L'Estonie déchoie les Russes du droit de vote aux municipales
Le Parlement estonien a adopté un changement de la Constitution excluant les citoyens russes et autres ressortissants de pays non-membres de l'UE des élections municipales. Quelque 80 000 ressortissants russes vivent en Estonie. Les commentateurs de la presse du pays évoquent la situation de cette communauté et les conséquences potentielles de la décision.
Une incitation à s'intégrer
Postimees salue la décision du Parlement :
«Une intervention rapide était la seule option envisageable, car aussi paradoxal que cela puisse sembler, l'invasion de l'Ukraine par la Russie nous a ouvert une opportunité historique d'affirmer notre souveraineté. Mais cette fenêtre historique sera peut-être de courte durée, et c'est une bonne chose que nous ayons pu nous engouffrer dans la brèche, en dépit des longues querelles. ... L'Estonie a restauré son indépendance il y a 34 ans. Suffisamment de temps pour apprendre l'estonien, se familiariser avec les us et coutumes du pays et demander la naturalisation. Espérons que la récente décision du Parlement serait une incitation supplémentaire pour celles et ceux qui ne l'ont pas encore fait.»

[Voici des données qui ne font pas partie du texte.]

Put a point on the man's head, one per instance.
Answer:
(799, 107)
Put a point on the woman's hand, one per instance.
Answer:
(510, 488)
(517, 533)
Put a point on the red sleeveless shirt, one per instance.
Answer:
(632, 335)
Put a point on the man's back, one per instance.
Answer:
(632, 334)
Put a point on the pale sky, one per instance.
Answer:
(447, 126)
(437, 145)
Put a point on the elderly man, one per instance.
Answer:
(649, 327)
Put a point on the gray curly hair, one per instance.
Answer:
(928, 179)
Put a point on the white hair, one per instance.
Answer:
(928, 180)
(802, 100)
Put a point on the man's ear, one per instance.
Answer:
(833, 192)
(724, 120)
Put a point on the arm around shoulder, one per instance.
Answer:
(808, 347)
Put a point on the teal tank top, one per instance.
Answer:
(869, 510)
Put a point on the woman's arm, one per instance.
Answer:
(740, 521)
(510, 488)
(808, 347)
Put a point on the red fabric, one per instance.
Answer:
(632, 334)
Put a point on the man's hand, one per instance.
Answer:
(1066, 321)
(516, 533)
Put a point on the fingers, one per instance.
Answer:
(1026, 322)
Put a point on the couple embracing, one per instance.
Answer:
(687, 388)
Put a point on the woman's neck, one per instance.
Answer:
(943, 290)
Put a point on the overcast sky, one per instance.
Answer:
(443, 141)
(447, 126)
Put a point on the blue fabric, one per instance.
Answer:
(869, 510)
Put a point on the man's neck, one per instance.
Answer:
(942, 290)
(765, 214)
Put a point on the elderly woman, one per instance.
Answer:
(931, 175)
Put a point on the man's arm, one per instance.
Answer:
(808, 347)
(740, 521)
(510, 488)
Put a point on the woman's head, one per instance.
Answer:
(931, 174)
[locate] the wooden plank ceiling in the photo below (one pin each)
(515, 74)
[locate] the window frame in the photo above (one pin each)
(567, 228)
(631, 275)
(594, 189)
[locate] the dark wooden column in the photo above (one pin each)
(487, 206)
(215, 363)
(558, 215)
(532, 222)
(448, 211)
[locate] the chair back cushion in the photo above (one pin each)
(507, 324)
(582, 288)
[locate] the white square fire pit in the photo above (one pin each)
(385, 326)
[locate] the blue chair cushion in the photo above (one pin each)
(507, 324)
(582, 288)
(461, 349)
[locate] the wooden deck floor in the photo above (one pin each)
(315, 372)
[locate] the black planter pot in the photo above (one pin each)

Contraire aux intérêts nationaux
L'ostracisation des citoyens russes nuit aussi aux Estoniens, estime le sociologue Andrus Ristkok dans Maaleht :
«Le contexte sécuritaire sert maintenant aussi de justification. On peine à comprendre dans quelle mesure la modification de la loi électorale est susceptible de garantir l'indépendance de l'Etat dès lors que l'administration ne tient plus compte des intérêts sociaux, économiques, culturels et naturels de certaines régions. ... L'indifférence vis-à-vis de la culture et de la nature de ces régions, mais aussi de leurs problèmes démographiques, signifie une atteinte directe aux intérêts des Estoniens. Car ces régions aussi font partie de l'Estonie.»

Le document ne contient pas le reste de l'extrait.